You have N similar keys in the bag; only one of them opens the door to your apartment. When you come home, you take a random key from the bag and try to open the door with it. If it does not fit, you put it back in the bag and pull a random one again. What distribution would describe the number of the first successful attempt to open the door?
P(X=k)=1/N(1−1/N)^(k−1)
P(X=k)=C(k,N) * (1/N)^k * (1−1/N)^(N−k)
P(X=k)=1/N^(k−1) * (1−1/N)
P(X=k)=N^k * e^(-N) / k!
Imagine that for d days you know X1,...,Xn – numbers of keys you had tried to get into your apartment. Write down likelihood function for this sample and take a log of it. What do you have?

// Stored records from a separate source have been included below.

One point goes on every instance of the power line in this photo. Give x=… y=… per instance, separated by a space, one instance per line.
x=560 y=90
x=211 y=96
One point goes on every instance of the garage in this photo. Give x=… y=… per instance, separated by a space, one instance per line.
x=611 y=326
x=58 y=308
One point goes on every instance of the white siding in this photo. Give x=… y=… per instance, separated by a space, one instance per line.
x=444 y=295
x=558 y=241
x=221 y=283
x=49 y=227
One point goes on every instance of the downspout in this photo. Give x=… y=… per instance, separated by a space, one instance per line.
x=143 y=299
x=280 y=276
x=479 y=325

lnL(Xn,N)=(∑i=1^n Xi−n) * ln(1/N) + n * ln(1−1/N)
lnL(Xn,N)=ln(N) * ∑i=1^n Xi−n/N − ∑i=1^n ln(Xi!)
lnL(Xn,N)=n * ln(1/N) + (∑i=1^n Xi−n) * ln(1−1/N)
lnL(Xn,N)=(n/N − ∑i=1^n Xi) * ln(1−1/N) + (∑i=1^n Xi) * ln(1/N) + ∑i=1^n ln(CXi/N)
In the last 5 days, you had to try 8, 12, 7, 6, and 12 keys to get home. Let's find the maximum likelihood estimate for the number of keys in your bag N. Put these numbers into the log-likelihood formula, derive the score function, solve the score equation. You get N^MLE=
Estimate the variance of N^MLE. Provide the answer rounded to have one decimal point.
Using the asymptotic normality of the maximum likelihood estimate, calculate the lower bound of the approximate 95% confidence interval for N, provide the answer rounded to have one decimal point.